The originals were a single piece of Hickory steam bent, I've thought about laminating up a set but she deserves a correct set!  They will be original or as the originals were made.


----------



## GiovanniLiCalsi (Oct 22, 2013)

Stutzman can make those out of hickory.
I know this would be a fantasy design but it would be brilliant to take a Columbia Compax adjustable handlebar set and create an adjustable hickory metal handlebar set.


----------



## fordsnake (Oct 22, 2013)

One manufacturer offered 8 different styles


----------



## GiovanniLiCalsi (Oct 22, 2013)

You are like a museum curator! :^)
Thanks for all of you interesting archives.


----------



## 1898Columbia (Oct 22, 2013)

Your Racycle is very, very cool!  It is great you were able to put a date on it.  I have one too, and you have inspired me to keep doing the research to learn more about it.  Thanks for sharing the information.


----------



## Larmo63 (Oct 22, 2013)

That is the fork that snapped. It is fixed, never to be ridden again......


----------



## Wcben (Oct 22, 2013)

To Clarify...Blues fork on the Miami is the one that snapped...Mine hasn't and I did ride mine (not since being plated)....

Thanks for that add Carlton, I hadn't found that yet!


----------



## GiovanniLiCalsi (Oct 22, 2013)

Metallurgy was hit and miss back in the TOC.
Think of the defective steel and rivets on the Titanic.
They did a recent metallurgy and stress test on the Titanic's hull and found it to be of inferior quality.


----------



## hoofhearted (Oct 23, 2013)

The reader can download these to pic folder .. and magnify ..............


----------



## bricycle (Oct 23, 2013)

The four blade prop is in the middle because the hull is in the way any way, as 4 blade props are less efficient than 3 blades, and 3 less than 2 blades.

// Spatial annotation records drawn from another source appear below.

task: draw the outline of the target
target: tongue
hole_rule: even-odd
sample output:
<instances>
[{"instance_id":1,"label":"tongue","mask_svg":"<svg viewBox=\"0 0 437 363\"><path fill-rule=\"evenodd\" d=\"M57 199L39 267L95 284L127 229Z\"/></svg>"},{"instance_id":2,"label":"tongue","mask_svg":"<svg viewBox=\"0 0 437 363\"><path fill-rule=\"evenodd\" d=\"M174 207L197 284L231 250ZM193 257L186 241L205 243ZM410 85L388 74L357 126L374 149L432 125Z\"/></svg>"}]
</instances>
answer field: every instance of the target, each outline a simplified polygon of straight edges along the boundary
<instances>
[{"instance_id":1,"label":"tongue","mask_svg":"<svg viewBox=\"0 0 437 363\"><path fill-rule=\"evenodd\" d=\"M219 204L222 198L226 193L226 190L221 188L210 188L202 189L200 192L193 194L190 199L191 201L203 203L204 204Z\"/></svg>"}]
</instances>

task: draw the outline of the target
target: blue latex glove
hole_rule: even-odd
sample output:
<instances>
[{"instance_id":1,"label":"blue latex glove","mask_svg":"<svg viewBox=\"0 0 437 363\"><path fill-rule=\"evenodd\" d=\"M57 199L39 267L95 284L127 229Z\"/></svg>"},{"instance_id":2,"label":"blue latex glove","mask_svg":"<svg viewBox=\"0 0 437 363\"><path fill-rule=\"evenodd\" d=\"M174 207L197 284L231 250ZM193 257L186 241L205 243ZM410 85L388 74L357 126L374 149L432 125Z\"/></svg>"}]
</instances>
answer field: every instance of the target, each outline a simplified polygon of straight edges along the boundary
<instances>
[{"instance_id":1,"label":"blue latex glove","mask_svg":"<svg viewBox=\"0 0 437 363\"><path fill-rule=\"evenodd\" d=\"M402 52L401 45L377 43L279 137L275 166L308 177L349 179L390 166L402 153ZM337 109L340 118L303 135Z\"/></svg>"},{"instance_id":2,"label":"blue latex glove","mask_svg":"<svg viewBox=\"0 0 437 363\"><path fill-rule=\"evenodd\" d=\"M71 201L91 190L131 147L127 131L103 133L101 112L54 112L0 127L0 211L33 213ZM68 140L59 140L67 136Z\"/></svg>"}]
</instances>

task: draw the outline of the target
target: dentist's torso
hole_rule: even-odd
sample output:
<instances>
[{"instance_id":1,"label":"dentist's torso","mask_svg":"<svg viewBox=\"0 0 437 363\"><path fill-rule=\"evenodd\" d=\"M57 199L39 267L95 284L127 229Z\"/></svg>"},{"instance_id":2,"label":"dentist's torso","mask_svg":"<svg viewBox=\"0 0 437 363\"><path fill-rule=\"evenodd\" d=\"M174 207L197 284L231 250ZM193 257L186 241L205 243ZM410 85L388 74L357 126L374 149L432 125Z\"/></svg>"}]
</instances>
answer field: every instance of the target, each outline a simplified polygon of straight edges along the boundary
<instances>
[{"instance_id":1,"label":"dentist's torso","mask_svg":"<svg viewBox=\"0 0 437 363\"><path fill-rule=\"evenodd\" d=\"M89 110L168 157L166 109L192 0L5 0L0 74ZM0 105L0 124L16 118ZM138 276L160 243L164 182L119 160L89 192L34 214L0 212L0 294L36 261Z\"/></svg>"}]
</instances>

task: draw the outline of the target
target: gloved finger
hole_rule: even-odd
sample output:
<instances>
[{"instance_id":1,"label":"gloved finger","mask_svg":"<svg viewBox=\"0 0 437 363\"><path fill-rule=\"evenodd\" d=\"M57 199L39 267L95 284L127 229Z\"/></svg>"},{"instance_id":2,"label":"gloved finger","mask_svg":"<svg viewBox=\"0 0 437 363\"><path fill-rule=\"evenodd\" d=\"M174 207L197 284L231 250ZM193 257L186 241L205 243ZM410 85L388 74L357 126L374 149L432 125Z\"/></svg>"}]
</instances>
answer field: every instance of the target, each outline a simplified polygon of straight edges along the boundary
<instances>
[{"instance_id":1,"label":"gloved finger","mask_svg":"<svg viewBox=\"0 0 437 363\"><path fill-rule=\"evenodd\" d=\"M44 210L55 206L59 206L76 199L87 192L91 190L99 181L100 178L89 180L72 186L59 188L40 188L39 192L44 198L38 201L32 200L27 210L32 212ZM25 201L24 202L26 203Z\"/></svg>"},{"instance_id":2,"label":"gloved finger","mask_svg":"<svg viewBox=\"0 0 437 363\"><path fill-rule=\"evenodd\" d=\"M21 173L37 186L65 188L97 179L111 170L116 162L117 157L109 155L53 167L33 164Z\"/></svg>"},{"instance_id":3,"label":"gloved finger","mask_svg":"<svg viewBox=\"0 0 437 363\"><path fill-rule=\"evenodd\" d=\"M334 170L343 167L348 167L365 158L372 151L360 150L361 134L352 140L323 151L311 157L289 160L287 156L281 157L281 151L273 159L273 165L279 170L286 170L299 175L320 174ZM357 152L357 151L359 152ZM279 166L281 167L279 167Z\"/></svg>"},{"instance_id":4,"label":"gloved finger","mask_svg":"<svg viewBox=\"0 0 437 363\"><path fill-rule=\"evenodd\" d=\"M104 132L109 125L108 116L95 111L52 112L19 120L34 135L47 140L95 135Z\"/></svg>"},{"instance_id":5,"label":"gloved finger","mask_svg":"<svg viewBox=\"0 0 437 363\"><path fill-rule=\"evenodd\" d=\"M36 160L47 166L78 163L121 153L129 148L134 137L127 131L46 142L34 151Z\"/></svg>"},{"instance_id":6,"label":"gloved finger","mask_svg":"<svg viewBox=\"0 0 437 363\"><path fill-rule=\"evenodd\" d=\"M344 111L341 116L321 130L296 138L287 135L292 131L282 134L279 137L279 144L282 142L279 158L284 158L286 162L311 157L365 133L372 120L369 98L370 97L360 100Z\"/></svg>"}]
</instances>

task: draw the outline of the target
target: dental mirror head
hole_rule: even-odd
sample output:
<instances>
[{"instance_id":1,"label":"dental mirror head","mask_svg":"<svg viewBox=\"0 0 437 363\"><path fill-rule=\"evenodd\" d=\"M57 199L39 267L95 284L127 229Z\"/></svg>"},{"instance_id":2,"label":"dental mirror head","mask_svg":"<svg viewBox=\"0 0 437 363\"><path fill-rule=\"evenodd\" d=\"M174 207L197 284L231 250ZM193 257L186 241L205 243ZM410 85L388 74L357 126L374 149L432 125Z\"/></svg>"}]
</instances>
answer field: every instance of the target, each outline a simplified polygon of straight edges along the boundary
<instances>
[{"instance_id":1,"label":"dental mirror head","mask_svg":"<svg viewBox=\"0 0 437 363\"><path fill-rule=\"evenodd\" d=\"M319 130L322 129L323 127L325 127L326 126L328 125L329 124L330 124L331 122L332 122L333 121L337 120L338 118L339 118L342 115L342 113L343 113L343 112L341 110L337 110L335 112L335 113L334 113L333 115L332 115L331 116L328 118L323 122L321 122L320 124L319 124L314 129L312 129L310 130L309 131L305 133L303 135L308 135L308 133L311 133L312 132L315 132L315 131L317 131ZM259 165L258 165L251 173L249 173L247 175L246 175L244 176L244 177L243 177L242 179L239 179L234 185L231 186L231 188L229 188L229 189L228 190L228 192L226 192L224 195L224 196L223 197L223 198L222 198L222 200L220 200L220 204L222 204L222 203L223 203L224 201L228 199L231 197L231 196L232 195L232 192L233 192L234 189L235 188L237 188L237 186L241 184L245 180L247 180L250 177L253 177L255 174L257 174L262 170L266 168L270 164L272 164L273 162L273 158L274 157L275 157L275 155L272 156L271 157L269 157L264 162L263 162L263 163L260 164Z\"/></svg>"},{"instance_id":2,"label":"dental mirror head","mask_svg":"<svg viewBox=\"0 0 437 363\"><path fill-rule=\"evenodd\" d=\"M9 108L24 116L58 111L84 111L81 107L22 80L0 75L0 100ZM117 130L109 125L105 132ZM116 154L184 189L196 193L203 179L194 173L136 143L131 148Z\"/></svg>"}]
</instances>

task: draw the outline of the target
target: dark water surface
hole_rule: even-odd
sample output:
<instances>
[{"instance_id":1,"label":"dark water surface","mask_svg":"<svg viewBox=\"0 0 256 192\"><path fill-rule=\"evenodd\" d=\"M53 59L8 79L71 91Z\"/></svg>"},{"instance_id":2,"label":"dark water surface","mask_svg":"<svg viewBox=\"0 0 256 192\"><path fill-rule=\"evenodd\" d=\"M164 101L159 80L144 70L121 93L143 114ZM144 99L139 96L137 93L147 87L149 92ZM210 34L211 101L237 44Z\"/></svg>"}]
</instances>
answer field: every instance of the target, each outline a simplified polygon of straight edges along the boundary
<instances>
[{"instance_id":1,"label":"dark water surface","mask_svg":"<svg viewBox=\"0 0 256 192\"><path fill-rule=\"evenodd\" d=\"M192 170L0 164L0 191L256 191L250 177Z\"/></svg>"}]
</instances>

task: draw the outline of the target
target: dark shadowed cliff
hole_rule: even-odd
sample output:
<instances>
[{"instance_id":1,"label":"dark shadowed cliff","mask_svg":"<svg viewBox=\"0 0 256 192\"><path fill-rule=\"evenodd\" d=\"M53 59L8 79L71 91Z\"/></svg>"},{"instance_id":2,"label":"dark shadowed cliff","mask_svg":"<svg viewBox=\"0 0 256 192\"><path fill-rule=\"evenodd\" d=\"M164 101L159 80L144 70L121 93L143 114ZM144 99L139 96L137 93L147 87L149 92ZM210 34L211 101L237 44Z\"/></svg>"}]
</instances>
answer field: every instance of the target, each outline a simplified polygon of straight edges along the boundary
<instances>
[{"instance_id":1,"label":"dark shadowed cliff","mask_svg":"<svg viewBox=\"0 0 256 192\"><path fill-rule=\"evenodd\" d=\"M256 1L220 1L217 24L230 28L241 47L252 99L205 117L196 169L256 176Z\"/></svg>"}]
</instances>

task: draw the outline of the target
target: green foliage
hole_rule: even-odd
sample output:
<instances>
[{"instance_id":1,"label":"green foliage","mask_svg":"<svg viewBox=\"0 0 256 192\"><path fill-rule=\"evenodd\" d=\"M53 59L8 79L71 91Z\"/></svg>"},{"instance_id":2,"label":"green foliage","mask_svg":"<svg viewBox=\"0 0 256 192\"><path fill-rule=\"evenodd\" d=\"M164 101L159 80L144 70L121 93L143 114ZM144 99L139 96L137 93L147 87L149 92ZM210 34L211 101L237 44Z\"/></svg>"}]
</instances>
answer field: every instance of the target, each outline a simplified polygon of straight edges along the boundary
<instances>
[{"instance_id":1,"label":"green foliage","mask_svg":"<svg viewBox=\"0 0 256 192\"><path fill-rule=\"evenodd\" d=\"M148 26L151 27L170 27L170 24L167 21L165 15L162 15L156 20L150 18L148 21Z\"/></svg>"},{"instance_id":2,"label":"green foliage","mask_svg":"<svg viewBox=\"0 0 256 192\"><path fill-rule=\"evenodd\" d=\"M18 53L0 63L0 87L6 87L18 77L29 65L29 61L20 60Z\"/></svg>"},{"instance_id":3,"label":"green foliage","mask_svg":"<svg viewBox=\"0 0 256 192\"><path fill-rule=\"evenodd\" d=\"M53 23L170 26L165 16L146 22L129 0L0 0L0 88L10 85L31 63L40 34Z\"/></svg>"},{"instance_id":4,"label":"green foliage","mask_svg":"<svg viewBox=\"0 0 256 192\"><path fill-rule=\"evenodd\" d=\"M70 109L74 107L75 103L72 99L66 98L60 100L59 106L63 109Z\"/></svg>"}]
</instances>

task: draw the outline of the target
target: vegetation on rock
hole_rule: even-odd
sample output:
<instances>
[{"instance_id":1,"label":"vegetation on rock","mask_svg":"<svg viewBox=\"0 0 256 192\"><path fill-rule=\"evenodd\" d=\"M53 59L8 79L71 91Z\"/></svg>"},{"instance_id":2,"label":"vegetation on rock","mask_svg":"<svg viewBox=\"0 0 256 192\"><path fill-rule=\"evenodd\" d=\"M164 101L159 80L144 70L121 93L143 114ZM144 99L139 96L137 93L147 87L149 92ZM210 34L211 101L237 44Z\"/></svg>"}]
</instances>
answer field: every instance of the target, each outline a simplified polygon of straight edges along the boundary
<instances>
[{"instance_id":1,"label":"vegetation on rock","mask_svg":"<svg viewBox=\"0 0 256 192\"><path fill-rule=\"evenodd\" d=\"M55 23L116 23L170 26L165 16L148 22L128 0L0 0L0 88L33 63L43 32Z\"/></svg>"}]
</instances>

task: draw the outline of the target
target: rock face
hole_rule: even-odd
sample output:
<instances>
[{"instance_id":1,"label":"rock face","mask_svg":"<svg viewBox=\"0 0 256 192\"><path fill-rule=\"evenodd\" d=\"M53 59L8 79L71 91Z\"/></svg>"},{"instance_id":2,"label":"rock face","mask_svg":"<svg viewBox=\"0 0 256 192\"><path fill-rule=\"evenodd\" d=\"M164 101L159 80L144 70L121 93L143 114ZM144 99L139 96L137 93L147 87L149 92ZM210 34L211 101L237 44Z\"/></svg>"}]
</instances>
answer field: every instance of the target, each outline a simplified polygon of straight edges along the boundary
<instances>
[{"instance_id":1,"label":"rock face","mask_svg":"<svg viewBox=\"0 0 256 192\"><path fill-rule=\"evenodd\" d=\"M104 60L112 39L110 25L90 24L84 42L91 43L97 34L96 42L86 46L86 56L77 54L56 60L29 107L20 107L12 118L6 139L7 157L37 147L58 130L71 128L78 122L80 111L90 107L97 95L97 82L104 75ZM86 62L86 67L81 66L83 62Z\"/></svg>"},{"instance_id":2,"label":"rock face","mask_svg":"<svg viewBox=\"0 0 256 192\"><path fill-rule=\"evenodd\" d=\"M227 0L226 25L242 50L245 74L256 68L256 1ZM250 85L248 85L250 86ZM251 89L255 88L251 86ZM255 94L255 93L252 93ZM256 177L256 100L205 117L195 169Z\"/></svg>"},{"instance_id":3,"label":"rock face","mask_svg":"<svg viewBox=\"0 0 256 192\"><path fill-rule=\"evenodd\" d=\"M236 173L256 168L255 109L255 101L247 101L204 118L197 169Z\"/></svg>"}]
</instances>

In theory, a one blade prop would be the most efficient, but not practicle due to vibration. 4 blades are smoother in usage... 5 more smooth than 4's ....etc.


----------



## ccmerz (Oct 23, 2013)




----------



## GiovanniLiCalsi (Oct 23, 2013)

Beautiful bars!


----------



## Wcben (Oct 23, 2013)

Very nice!.... They can be found!  You aren't looking to let them go are you?


----------



## Larmo63 (Oct 23, 2013)

c'mon, CC, sell those to Ward....!

Please?


----------



## bikewhorder (Oct 23, 2013)

There was a set @ Copake last spring.  http://copakeauction.auctionflex.co...rd=handlebars&lso=lotnumasc&pagenum=1&lang=En


----------



## GiovanniLiCalsi (Oct 23, 2013)

Passionate bidder!


----------